Monday, October 4, 2010

Yelling: not all bad

Every parenting book I read starts off with the chapter that goes on at great length about the evils of poor parenting. The book I bought on yelling went on and on about why it is bad. I frankly do not understand why they are doing this. Obviously, I already figured out that bad parenting is...well...bad. Obviously, I want to change. Need proof? I bought/rented/borrowed your book and am reading it! The only reason I can come up with is that the authors are trying to strengthen readers' resolve to improve and possibly bring in some scientific studies laypeople are not aware of.

I will avoid the reason why one shouldn't yell at her kids. They are too numerous and too obvious to recount. I will only list one reason that I haven't seen in the literature so far. And this reason is as follows - yelling works only when done occasionally and only in limited circumstances. If done often, it becomes white noise, and kids no longer pay much or desired attention to it. Yes, you have heard this before, but please bare with me.

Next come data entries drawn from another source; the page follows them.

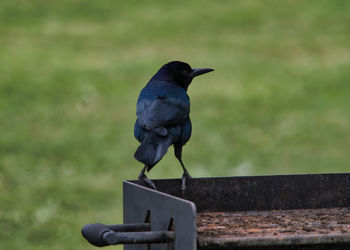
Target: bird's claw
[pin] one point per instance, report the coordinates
(144, 178)
(185, 176)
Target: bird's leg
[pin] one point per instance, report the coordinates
(143, 177)
(186, 175)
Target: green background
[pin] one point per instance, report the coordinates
(70, 73)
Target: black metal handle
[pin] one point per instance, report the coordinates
(103, 235)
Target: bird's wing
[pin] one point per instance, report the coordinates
(162, 112)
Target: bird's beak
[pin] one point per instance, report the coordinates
(197, 72)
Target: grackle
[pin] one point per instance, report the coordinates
(163, 120)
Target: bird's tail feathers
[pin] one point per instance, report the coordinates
(152, 149)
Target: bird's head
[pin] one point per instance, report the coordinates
(179, 73)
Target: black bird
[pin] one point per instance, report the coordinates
(163, 120)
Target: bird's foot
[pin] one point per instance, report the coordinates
(143, 177)
(185, 176)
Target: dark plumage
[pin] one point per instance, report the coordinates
(163, 120)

There are situations when yelling is absolutely necessary and getting your child's attention RIGHT NOW is of utmost importance. They are the times when a child is doing something dangerous, but is out of parent's immediate reach. Putting something in the electric outlet, stepping on a broken glass, carelessly crossing the street when the car is approaching - these are examples that are coming to mind. If I freak out and break into a yelling tirade when my son pours apple juice all over the floor, even on purpose, and over other similar mischief, yelling becomes equivalent with mother trying to stop fun activity. So when he eventually reaches for a sharp or hot object, he will much less likely heed the warning, "DON'T TOUCH THAT!" no matter how loudly uttered. Ultimately, I had used up my power of a scream on things of little importance.